Der Reichskanzler führte aus, es sei unbedingt notwendig, daß etwas geschehe, um die beunruhigenden Wirkungen des Urteils des Staatsgerichtshofs in der Frage des Reichskommissars für Preußen in der Öffentlichkeit abzuschwächen9. Es sei nach seiner Auffassung zu bedauern, daß das Urteil keine schöpferischen Gedanken enthalte, sondern sich gewissermaßen darauf beschränke, ein Schiedsspruch zu sein.

9

Hierzu vgl. Dok. Nr. 178, P. 11.

Ministerpräsident Braun sei morgen (29. 10.) bei dem Herrn Reichspräsidenten10 und werde wohl voraussichtlich ausführen, daß die dem geschäftsführenden Preußischen Staatsministerium durch das Urteil des Staatsgerichtshofs zugebilligte Instruierung der Reichsratsvertreter eine Orientierung des geschäftsführenden Staatsministeriums über die laufenden Arbeiten erforderlich mache. In diesem allgemeinen Sinne sei eine Orientierung des Staatsministeriums nach seiner Auffassung jedoch nicht möglich.

10

Dok. Nr. 182.

Nach seiner Auffassung sollte man den Mitgliedern der geschäftsführenden Staatsregierung Büroräume im Volkswohlfahrtsministerium zur Verfügung stellen.

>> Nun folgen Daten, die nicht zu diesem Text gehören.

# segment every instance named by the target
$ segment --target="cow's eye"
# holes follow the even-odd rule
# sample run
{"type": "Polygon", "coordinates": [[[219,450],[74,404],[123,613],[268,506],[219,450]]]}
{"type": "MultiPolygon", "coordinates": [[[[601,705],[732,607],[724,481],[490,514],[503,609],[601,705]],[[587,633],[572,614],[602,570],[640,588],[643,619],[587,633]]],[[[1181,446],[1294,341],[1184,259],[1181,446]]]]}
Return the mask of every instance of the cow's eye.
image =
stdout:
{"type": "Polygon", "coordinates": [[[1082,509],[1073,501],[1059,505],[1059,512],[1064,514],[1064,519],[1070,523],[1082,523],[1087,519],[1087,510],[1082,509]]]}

Reichskommissar Bracht müsse von Fall zu Fall darüber entscheiden, inwieweit eine Unterrichtung der Mitglieder des Preußischen Staatsministeriums erforderlich sei. Vielleicht empfehle es sich, den ehemaligen Ministerialdirektor Dr. Brecht als Zwischenperson zwischen dem Reichskommissar Dr. Bracht und dem Ministerpräsidenten Braun einzuschalten.

Das Ziel der Verfassungsreform müsse weiter verfolgt werden. Er, der Reichskanzler, habe die Absicht, Dr. Bracht und den früheren Staatssekretär Dr. Popitz zu Reichsministern ohne Portefeuille zu ernennen, letzteren unter Ernennung zum kommissarischen Preußischen Finanzminister.

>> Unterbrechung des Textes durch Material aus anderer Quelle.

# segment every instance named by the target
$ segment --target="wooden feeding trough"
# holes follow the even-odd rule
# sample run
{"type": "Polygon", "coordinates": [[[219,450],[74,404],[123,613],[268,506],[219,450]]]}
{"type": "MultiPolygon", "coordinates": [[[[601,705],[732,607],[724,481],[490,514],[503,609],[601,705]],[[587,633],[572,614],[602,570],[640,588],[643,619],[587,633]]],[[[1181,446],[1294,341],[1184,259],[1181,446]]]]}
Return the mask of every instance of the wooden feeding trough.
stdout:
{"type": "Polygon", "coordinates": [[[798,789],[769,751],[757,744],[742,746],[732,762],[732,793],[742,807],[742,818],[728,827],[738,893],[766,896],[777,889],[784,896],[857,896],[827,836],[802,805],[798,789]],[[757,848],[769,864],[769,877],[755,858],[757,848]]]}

Die Preußische Verwaltungsreform müsse heute oder morgen (28. oder 29. Oktober) zum Abschluß gebracht werden11. Im Sinne der Beseitigung des Dualismus Reich–Preußen sei es weiter erforderlich, den Reichsminister für Ernährung und Landwirtschaft, Freiherrn von Braun, zum kommissarischen Preußischen Landwirtschaftsminister zu machen. Als kommissarischer Kultusminister sei Universitätsprofesor Dr. Kaehler, Greifswald, in Aussicht genommen12. Es werde sich nach seiner Auffassung empfehlen, daß der Reichsminister des Innern in seiner heutigen Rede vor der Presse13 betone, daß die Reichsregierung ihre bisherigen Ziele auf dem Gebiete der Reichs- und Verfassungsreform unbeirrt weiter verfolgen werde.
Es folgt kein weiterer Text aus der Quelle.